Hi-tech cameras to monitor cinema audiences and analyse their emotions
By Niall Firth
Advertisers to use hi-tech anti-piracy cameras to monitor cinema audiences and analyse their emotions
Scared out of your seat by the latest horror film? Or gushing with tears at this year’s must-see weepie?
Soon advertisers will be able to monitor your reaction to a film and fine-tune their adverts to make them more effective.
The move will alarm filmgoers who are uncomfortable with having their reactions analysed while some critics have likened the idea to ‘harvesting people’s emotions’.
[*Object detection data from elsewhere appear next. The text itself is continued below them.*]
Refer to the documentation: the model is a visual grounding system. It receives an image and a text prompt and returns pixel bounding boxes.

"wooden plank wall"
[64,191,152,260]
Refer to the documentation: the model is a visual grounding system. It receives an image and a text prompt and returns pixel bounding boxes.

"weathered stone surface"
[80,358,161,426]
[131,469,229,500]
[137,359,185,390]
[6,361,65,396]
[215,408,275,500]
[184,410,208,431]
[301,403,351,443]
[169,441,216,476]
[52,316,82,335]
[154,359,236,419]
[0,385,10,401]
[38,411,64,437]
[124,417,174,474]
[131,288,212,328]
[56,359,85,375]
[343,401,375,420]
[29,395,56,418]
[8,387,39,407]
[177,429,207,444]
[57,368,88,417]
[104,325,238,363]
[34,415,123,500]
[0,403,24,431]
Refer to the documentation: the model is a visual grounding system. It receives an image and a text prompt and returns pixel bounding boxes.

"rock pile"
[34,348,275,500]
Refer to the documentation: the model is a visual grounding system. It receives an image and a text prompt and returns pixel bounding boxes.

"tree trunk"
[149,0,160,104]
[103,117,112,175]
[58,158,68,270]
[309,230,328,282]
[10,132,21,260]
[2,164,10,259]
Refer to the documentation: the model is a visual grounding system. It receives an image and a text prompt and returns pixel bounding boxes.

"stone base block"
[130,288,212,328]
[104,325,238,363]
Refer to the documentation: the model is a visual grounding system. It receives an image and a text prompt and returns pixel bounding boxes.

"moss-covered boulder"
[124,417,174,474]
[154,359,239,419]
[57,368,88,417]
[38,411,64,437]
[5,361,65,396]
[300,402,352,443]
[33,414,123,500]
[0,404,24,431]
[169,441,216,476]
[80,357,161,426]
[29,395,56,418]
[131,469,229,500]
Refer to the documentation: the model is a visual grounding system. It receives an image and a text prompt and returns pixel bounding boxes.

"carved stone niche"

The research is led by Machine Vision Lab, experts in facial recognition technology at the University of the West of England, which has received £215,000 funding for the project.
Machine Vision Lab’s Dr Abdul Farooq, who is leading the project, said: ‘We plan to build on the capabilities of current technology used in cinemas to detect criminals making pirate copies of films with video cameras.
‘We want to devise instruments that will be capable of collecting data that can be used by cinemas to monitor audience reactions to films and adverts and also to gather data about attention and audience movement.’
The project will use 2D and 3D imaging technology to capture emotion on people’s faces and how the entire cinema audience reacts as a whole.
‘Obviously cinema audiences are spread out in large theatre settings so we need to build instruments that can capture data for different purposes,’ Dr Farooq said.
‘We will use 2D cameras to detect emotion but will also collect movement data through a 3D data measurement that will capture the audience as a whole as a texture.’
The information gathered about how audiences react to films will be passed to advertising companies who can tailor their adverts accordingly.
‘By measuring emotion and movement film companies and cinema advertising agencies can learn so much from their audiences that will help to inform creativity and strategy.
‘It is envisaged that once the technology has been fine tuned it could be used by market researchers in all kinds of settings, including monitoring reactions to shop window displays.”